What does the term "Speed" mean in a speaker?


I often hear people say "That speaker has great speed". What do they mean? I know the music isn't playing at a different pitch. Could it possibly be related to efficiency?
koestner
When a speaker has "speed" it's approaching the sound of real, life like, sound

Designing speaker is a compromise - some are optimized for speed (dynamic), or soundstage, or musicality.  Some $80K speakers can have a huge soundstage but lack musicality.  Some are optimized for speed but soundstage may lack bloom.  And so on ...
I do not put electrostatic and planer speakers in the same category as push-pull standard types of speakers
That may be true, but conventional drivers are transducers nevertheless - they convert electrical energy to mechanical energy hence by definition they are transducers. And fundamentally there’s not much difference between electrostatic panels and conventional drivers.  They might be different but not fundamentally.
The issue of loudspeaker speed (like almost everything else about loudspeakers) seems to be endlessly complex.

Here's an interesting interview with Allan Hendry of Monopulse loudspeakers.

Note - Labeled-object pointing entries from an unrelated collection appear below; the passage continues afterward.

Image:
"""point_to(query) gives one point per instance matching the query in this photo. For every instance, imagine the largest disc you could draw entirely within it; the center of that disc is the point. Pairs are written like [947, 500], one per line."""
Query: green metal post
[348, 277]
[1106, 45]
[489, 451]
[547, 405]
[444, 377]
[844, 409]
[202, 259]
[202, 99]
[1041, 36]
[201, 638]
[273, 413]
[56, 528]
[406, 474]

https://www.monopulse.co.uk/quest.htm

If what he's saying is correct, and I don't have enough knowledge to know any better, then many (if not all!) two way designs could be seriously flawed when it comes to speed, phase and integration issues.
Transient response, certainly, as has been pointed out by others, sonically perceived as a lack of smear/crispness, unforced clarity and liquidity. Usually, not least through quality all-horns, I find it linked to uninhibited dynamics as well (or: ease of "explosivity," felt as a startling experience), coupled to (at least as a partially responsible aspect) a pronounced degree of low volume level "ignition," whereby music comes alive quite easily at lower SPL's. 
Hold on Andy. That is a mistake. Yes they are all transducers but their ability to function in air is quite different. ESLs and horns are a better impedance match to air and transmit sound waves more efficiently. Dynamic drivers have to work harder to get the same results. ESLs work entirely differently than conventional speakers. First, there are no magnets. ESLs are capacitors conventional drivers are not and represent an entirely different load to the amplifier. Designed correctly their transient response is superior to conventional drivers because the moving system has far less inertia and is a better impedance match to air.
Planar speakers are somewhere in between. IMHO in spite of the compromises you have to make ESLs rule as long as you can make them. I have personally not heard a conventional speaker sound as convincing. Some say well designed horns can do it. But I am still waiting to hear one that does.